In the new study, which appears today in the American Heart Association journal Arteriosclerosis, Thrombosis and Vascular Biology, Wong and researchers from the University of Sydney report a link between total screen time and retinal artery width in children.
TV Time and Blood Vessel Width
The study included close to 1,500 6- and 7-year-olds living in Sydney, Australia.
The children’s parents completed questionnaires designed to assess how much time the kids spent watching TV or using other electronic equipment and how much time they spent engaging in physical pursuits.
Digital photographs were taken in the back of each child’s eyes to determine the width of the retinal blood vessels.
On average, the children spent just under two hours each day watching TV or in front of a computer or gaming device and just 36 minutes engaged in physical activity.
Kids who spent the most time in front of a screen had the narrowest retinal arteries. Those who engaged in the most outdoor physical activity had significantly wider retinal arteries than those who were the least active.

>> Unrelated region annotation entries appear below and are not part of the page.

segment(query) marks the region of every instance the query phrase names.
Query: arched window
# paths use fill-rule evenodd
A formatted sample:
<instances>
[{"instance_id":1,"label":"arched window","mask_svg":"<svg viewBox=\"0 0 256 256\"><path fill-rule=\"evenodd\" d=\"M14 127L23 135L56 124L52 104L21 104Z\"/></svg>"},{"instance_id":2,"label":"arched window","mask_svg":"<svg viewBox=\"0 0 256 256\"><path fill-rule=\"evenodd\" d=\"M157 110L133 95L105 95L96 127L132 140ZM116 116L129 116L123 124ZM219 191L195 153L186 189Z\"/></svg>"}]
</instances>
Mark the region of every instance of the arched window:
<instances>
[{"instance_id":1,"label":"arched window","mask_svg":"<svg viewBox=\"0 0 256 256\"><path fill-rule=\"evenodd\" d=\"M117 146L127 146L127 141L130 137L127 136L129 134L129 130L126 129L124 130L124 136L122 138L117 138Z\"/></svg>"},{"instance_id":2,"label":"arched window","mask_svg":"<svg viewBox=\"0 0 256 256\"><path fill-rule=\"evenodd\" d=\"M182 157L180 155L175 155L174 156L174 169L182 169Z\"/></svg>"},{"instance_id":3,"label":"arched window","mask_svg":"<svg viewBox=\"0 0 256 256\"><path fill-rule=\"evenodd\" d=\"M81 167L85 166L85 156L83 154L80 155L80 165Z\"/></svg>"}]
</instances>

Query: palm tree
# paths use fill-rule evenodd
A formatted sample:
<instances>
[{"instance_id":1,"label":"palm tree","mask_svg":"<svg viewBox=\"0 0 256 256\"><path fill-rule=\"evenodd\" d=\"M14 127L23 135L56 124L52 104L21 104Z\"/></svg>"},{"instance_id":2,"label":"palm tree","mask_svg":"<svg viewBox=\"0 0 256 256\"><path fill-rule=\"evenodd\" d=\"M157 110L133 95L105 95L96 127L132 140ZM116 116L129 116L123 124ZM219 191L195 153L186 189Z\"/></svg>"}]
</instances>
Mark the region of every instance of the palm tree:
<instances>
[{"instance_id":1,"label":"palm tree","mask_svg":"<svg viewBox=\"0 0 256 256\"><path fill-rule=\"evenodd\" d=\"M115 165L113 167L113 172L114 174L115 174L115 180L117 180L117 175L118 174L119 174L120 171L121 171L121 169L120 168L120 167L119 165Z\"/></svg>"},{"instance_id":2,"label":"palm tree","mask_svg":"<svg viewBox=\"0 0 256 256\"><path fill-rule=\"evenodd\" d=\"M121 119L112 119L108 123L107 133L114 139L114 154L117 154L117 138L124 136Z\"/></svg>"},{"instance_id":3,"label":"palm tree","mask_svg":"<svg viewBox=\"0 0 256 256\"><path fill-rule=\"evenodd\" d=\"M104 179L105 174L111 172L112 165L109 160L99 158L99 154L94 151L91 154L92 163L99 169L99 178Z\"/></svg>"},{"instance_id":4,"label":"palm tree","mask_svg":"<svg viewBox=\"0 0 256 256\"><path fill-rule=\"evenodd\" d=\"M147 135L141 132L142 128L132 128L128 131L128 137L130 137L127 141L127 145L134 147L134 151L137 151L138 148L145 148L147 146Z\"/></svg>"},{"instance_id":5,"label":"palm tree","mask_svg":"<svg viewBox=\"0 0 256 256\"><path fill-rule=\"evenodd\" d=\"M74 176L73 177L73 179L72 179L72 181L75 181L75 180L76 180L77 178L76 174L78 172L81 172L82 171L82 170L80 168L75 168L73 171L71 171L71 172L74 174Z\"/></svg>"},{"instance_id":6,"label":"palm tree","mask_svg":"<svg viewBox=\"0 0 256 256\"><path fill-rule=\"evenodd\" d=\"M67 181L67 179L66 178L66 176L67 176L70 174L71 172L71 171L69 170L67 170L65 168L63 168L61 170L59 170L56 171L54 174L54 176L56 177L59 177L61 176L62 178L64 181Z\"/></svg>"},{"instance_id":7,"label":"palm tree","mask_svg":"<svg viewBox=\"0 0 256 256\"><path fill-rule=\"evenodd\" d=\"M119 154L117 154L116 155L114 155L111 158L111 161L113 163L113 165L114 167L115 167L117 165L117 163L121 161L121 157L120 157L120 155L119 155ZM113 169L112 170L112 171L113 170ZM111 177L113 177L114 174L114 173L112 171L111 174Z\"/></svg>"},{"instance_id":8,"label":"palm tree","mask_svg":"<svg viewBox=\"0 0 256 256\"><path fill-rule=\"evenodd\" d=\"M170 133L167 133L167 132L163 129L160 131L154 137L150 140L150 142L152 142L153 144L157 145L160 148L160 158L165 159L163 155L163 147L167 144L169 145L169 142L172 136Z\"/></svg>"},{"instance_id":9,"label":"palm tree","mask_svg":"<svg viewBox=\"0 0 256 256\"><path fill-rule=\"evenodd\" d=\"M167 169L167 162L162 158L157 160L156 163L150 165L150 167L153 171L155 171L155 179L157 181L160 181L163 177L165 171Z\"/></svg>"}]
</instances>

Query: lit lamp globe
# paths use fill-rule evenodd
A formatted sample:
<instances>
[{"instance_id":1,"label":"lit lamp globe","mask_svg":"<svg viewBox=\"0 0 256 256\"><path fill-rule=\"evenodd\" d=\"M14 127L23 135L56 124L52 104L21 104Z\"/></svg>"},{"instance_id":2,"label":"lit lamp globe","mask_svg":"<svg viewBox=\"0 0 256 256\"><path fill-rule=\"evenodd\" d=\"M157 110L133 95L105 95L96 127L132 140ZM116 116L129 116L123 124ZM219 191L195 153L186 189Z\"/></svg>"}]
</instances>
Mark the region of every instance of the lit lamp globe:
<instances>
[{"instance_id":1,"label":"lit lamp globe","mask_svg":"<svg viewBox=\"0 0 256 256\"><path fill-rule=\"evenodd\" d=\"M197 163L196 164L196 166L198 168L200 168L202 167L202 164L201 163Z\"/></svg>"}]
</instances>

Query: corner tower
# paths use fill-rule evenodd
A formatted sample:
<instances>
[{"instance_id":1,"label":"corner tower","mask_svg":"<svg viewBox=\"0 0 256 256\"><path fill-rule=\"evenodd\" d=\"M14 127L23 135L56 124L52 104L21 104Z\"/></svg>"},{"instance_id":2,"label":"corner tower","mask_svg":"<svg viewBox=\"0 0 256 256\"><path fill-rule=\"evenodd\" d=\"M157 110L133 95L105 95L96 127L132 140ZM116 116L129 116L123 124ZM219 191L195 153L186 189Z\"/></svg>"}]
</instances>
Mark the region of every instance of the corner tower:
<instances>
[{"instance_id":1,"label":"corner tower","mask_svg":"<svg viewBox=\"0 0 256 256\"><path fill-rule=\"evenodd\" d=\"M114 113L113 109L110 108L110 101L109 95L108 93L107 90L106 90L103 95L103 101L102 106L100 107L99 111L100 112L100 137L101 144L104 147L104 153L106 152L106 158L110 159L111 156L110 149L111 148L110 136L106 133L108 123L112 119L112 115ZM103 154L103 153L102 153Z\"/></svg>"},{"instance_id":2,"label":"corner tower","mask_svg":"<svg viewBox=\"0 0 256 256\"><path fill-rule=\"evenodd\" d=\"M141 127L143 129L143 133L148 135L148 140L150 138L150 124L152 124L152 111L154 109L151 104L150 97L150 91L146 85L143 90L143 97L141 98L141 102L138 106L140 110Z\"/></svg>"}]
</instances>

Study researcher Bamini Gopinath, PhD, of the University of Sydney, says a sedentary lifestyle even very early in life appears to affect blood vessel health and increase cardiovascular disease risk.
She adds that the findings are preliminary and further research is needed to confirm them.
“We don’t really know what this means, from a clinical standpoint,” she tells WebMD. “Certainly it is suggestive of future cardiovascular risk, but we can’t say that with certainty.”
Message for Parents
Pediatric cardiologist and American Heart Association spokeswoman Dianne L. Atkins, MD, says the preliminary findings add to the evidence suggesting that lifestyle can influence cardiovascular risk even early in childhood.
Atkins is a professor of pediatrics at the University of Iowa Carver College of Medicine in Iowa City.
“This is another opportunity to send the message to parents that they need to limit the time their children spend in front of a screen, whether it is a TV, computer, or video game,” she tells WebMD.
According to the American Academy of Pediatrics (AAP), the average child and teen in the U.S. spends seven hours a day watching television or using computers, phones, and other electronic devices.
That’s four more hours than the average time children spent watching TV each day in 1999, and five hours more than the two-hour limit recommended by the AAP for children over age 2 (younger children should not watch TV at all, the group says).
“Kids should be encouraged to be more active, and the best way to do that is for parents to lead by example,” Atkins says.